You would think that after all of these years of writing I could get my act together. I have things that I have written in about a "jillion" locations -- and nothing organized. I have files of research that I would have to hunt half-a-day to find and then by the time that I found it, I would have forgotten why I was looking for it in the first place!
I've had a number of articles published through the years and many more that should/could have been. It seems strange that I don't recall ever having one turned down for publication. It could be because I'm picky about what I submit.
I've never written for the money, I write because I feel compelled to do so. But, I have been paid for things that I have written. Occasionally, pretty good money. So, I ask myself, "Why don't I write more?"
That's a tough question to answer. I guess it's because I've never depended on it for a living. I've never had to write (except of course in school). I've always supported myself in other ways.
I am working on a novel -- well, that could be a bit misleading. It would be more accurate to say that I occasionally write a few pages in a novel that I've been working on for years. I have about five chapters completed -- OK, that's probably not accurate either -- I have five chapters that will probably go through multiple revisions before I am satisfied with them. I even have the outline of the complete story worked out in my head. Sometimes, I think, that's the hardest thing -- a good outline. If you don't know where you're going, how can you get there?

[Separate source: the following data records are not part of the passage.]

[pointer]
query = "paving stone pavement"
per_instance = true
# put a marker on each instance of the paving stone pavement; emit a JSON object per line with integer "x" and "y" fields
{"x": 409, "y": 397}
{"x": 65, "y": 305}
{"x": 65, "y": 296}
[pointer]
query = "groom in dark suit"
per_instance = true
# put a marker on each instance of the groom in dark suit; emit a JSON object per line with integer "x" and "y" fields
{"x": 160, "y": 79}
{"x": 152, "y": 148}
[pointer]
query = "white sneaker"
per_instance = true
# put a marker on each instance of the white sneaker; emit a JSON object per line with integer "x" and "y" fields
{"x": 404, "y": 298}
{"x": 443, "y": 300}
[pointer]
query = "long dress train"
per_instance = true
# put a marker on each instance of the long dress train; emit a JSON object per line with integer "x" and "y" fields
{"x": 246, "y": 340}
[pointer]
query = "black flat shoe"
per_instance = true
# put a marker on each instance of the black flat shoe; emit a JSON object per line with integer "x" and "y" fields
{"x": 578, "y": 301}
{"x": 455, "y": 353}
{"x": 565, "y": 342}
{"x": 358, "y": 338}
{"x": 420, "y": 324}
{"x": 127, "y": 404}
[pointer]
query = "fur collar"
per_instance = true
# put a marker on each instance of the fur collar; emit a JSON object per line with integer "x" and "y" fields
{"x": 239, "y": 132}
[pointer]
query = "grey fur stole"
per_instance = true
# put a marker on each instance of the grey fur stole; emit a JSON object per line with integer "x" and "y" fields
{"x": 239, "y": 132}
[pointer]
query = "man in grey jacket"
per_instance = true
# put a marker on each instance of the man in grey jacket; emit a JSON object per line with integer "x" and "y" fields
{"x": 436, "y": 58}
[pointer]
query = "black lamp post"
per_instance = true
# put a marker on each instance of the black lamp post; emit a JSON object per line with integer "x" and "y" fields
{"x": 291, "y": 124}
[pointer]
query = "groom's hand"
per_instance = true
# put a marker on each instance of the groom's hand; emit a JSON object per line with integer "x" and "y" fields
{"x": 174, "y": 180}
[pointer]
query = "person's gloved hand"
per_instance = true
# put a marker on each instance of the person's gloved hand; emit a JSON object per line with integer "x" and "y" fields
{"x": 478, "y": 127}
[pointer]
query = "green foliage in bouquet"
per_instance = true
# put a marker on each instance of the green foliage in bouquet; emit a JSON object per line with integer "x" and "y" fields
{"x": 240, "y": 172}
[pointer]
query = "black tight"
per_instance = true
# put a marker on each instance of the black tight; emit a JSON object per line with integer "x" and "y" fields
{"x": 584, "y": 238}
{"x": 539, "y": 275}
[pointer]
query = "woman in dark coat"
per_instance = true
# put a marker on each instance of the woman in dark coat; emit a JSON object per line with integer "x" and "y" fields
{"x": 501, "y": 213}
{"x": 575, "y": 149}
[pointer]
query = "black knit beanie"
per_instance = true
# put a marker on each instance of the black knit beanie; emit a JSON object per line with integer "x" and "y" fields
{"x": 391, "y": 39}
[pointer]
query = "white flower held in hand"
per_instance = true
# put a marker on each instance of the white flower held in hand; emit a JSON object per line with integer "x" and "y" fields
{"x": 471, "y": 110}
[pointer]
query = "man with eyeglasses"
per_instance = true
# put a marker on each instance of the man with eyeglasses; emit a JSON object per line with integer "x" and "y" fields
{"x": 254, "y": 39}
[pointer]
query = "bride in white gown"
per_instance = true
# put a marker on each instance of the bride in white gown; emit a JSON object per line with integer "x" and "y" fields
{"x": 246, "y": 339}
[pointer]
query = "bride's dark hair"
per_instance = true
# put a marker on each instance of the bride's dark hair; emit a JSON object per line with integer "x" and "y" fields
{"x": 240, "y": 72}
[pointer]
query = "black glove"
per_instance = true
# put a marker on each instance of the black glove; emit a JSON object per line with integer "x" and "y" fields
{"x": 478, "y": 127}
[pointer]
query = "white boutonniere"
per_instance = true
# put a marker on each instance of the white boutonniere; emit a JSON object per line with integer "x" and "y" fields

Back to my original thought -- I have files upon files, in multiple boxes, of things that I have written. Everything from poetry and music to short stories and journals. I think this is blog post number 545 on this blog and for awhile I maintained two other blogs. So, why don't I do something more with my writing besides just accumulating it for posterity? If you know the answer, please share it with me! In the meantime, I will relieve the compulsion to write with blog posts such as this.